News


La Corte Costituzionale interviene sugli effetti patrimoniali della nullità del matrimonio concordatario

Con sentenza n. 329/2001, la Corte Costituzionale ha affrontato la questione della legittimità della disciplina propria del matrimonio religioso, in relazione all’art. 3 della Costituzione. Nel caso in cui venga annullato il matrimonio regolato dal diritto canonico, il coniuge, privo di redditi sufficienti per il suo sostentamento, ha diritto di ricevere dall’altro coniuge una somma di danaro periodica, per un periodo non superiore a tre anni (art. 129 c.c.). I tribunali di Vicenza e Roma hanno rilevato come gli effetti patrimoniali della dichiarazione di nullità del matrimonio concordatario siano meno garantisti nei confronti del coniuge privo di risorse economiche, rispetto a quelli che conseguono alla dichiarazione di divorzio. In quest’ultimo caso, infatti, il coniuge più svantaggiato ha diritto ad un assegno di mantenimento. La Corte Costituzionale ha ritenuto manifestamente infondata la questione di legittimità, così come prospettata dai giudici rimettenti.

I tribunali di Vicenza e Roma hanno rilevato il diverso grado di tutela che l’ordinamento riserva al coniuge, il quale ottenga l’annullamento del matrimonio religioso, rispetto a quello che spetta al coniuge che ottenga il divorzio.
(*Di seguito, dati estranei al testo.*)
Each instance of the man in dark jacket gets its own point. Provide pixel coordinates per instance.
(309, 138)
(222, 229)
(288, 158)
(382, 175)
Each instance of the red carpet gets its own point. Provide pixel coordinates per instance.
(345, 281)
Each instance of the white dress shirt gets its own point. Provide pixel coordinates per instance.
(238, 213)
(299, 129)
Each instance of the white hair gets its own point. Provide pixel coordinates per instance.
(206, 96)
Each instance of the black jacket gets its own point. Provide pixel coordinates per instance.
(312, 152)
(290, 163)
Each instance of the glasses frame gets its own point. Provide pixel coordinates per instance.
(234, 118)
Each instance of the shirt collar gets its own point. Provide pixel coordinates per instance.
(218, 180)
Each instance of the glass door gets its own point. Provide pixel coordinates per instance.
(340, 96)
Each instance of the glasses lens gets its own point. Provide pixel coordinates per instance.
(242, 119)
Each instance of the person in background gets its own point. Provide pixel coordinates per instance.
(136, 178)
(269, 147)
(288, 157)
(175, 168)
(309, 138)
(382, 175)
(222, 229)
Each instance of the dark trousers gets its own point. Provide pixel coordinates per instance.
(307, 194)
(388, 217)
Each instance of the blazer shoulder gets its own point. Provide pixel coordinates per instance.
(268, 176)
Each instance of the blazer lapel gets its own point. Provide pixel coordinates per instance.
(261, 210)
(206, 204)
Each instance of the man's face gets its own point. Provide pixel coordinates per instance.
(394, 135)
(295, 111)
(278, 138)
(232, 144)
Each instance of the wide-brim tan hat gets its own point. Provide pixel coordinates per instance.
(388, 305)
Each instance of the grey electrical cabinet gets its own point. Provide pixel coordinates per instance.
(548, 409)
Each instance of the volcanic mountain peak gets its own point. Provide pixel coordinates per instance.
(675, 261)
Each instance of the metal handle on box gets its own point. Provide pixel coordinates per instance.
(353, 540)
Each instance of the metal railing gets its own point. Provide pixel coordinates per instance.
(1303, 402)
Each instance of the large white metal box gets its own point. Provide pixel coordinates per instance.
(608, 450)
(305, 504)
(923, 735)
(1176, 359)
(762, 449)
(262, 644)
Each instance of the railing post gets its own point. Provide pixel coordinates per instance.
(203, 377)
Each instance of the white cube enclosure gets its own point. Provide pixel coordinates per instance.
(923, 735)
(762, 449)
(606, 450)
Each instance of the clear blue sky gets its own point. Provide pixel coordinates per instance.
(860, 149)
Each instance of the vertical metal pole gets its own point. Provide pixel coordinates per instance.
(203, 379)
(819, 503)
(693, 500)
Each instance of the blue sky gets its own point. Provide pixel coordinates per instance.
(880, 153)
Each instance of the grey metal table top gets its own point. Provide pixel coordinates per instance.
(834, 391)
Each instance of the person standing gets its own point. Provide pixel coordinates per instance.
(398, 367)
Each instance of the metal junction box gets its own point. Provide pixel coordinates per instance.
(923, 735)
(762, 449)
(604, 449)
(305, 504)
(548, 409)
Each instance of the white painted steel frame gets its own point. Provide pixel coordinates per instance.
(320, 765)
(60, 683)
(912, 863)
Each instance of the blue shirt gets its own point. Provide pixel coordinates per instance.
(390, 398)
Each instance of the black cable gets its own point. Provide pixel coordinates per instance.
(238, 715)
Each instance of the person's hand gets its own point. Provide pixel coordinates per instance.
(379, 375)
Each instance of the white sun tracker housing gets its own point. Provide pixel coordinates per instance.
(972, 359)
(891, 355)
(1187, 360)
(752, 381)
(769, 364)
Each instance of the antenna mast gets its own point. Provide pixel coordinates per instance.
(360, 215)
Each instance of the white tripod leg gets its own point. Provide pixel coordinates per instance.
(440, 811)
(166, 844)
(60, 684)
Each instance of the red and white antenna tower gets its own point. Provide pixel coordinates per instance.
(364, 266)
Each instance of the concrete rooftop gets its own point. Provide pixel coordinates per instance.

Nel primo caso, infatti, il coniuge, privo di redditi adeguati al proprio sostentamento, ha diritto a somme periodiche di danaro per un periodo massimo di tre anni; nel secondo, invece, egli ha diritto all’assegno di mantenimento. Tale diverso grado di tutela violerebbe l’art. 3 della Costituzione. La Corte adita, pur ammettendo la necessità di un intervento legislativo, ritiene che le questioni di legittimità costituzionale, così come formulate dai giudici rimettenti, siano infondate. Secondo la Suprema Corte, infatti, le questioni sollevate riguardano solo gli effetti patrimoniali della nullità del matrimonio concordatario; mentre, sul presupposto che anche la nullità del matrimonio celebrato con il rito civile darebbe luogo ad esigenze di tutela del coniuge più debole, i Giudici rimettenti avrebbero dovuto dubitare della legittimità della disciplina generale della nullità del matrimonio. Sono stati posti a confronto, dunque, due istituti totalmente diversi tra loro: il divorzio, da un lato, e il matrimonio religioso, dall’altro, che, in quanto tali, escludono la violazione dell’articolo 3 della Costituzione.